What an amazing film this was! A true film noir (though in color), with Hurt in what I think was his best role ever as the incompetent lawyer just waiting to be taken. It was also the height of Mickey Rourke's comedic career (along with his next film, The Diner, before he started taking himself too seriously. Turner is fantastic, and you can literally feel the heat coming off the screen.
posted by ubiquity at 12:27 PM on January 3, 2019 [6 favorites]


Such a great noir. It’s up there with, I don’t know, Macbeth or something. I don’t have much else to say about this, except that every frame sweats musk and betrayal, and that I try to get people to watch it whenever possible. (Also, I really fancy Kathleen Turner in this, and I don’t normally get funny teenage feelings in the pit of my stomach over fictional characters, so well done for whoever’s responsible for that bit of screen alchemy.)
posted by chappell, ambrose at 6:43 PM on January 3, 2019 [2 favorites]


Wait, I do have something else to add! I can’t watch the film right now, but I’m pretty sure that there’s an easter egg on the outside of the building that Rouke’s character lives in, and at the time of writing it isn’t on the IMDB trivia page - so perhaps I’m the only person to ever spot it!!
posted by chappell, ambrose at 6:48 PM on January 3, 2019


The name on the outside of the building? Michael.... something? ; )
posted by I_Love_Bananas at 8:21 AM on January 5, 2019 [1 favorite]


Inspired by this post, I re-watched the movie (I'd seen it several years ago but didn't remember a lot of the details).

It's so... suffocating. The sweaty customers packed into the diner, the sleazy bar full of jealous men panting after Turner's character, the dingy Italian restaurant, the haziness and soft focus of the images, the heavy smoking by everyone except Ted Danson throughout the movie, the fog in every night scene*, everyone's clothes sticking to their bodies all the time (there being no escape from the heat anywhere because for some reason nobody has functioning air conditioning), and of course the way the sexual pull between Hurt's and Turner's characters becomes something more cloying and menacing.

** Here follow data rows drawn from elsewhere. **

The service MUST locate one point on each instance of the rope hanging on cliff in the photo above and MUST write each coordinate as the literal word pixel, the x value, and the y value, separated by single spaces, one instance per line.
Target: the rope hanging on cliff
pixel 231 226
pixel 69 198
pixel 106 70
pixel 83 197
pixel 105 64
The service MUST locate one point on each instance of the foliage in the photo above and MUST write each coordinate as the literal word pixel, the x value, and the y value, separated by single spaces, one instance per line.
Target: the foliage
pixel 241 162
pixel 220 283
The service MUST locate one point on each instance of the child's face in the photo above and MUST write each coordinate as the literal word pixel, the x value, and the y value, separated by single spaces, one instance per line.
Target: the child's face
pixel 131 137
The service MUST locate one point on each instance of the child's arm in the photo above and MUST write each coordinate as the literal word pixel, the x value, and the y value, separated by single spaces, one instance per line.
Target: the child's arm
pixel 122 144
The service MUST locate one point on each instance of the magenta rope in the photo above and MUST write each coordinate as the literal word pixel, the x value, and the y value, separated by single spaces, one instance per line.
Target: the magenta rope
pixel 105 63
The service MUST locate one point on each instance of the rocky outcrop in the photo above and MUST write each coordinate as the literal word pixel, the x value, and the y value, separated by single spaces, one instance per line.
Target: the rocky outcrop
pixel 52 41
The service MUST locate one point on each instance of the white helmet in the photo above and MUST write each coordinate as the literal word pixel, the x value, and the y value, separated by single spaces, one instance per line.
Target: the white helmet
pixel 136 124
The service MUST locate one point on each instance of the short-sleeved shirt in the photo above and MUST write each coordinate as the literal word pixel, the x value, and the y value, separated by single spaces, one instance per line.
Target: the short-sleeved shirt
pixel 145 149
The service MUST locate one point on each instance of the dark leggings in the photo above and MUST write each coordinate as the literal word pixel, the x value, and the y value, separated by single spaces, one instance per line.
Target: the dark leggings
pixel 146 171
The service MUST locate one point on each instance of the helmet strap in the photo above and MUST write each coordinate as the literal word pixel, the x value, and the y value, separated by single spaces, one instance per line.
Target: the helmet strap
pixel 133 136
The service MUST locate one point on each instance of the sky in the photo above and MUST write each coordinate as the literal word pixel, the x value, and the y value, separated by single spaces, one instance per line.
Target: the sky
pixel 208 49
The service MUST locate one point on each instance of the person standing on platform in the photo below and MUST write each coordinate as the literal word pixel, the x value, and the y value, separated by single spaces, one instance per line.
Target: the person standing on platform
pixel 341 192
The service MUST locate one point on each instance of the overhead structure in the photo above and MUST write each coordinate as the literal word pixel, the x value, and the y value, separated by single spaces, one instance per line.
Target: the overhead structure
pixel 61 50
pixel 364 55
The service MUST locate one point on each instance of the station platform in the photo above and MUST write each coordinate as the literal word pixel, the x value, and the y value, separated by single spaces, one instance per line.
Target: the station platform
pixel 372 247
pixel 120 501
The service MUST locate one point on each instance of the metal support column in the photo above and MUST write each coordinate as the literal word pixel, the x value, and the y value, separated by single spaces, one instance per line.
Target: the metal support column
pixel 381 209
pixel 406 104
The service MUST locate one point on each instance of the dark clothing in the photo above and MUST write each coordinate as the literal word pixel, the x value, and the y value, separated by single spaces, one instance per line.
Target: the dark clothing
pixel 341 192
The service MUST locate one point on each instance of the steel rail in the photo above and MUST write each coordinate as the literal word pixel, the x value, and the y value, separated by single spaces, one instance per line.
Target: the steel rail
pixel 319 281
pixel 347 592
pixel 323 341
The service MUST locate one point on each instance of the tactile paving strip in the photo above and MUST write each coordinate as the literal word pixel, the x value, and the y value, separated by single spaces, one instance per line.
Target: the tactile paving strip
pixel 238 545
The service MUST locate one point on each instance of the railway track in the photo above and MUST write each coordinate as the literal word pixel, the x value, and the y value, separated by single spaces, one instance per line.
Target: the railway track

It all contributes to the feeling - that a lot of classical Hollywood noir has - of taking place in a dream state. And it's interesting how the first scene with Mickey Rourke (when he shows how to use the incendiary device) stands out from this. It has a feeling of sharpness and lucidity to it that really cuts through the miasma of the rest of the film. The contemporary rock music on the radio and the clear-headed advice that Rourke offers make it feel like we've briefly been pulled back into the real world. Hurt's character is being offered a moment of moral clarity which he will reject in favor of descending back into the mire. It even looks different from other scenes -- optically it just looks more clear and sharp, without the haziness and soft focus we've become accustomed to up to that point.

*In reality the south coast of Florida is almost never foggy during the hot months due to the almost constant sea breeze.
posted by theory at 3:58 AM on January 7, 2019 [4 favorites]


Apparently the original location was set to be New Jersey. Then various labor issues nixed that for production so they moved it all to Florida. I can't imagine it any other way, so who knows what THAT version would have felt like.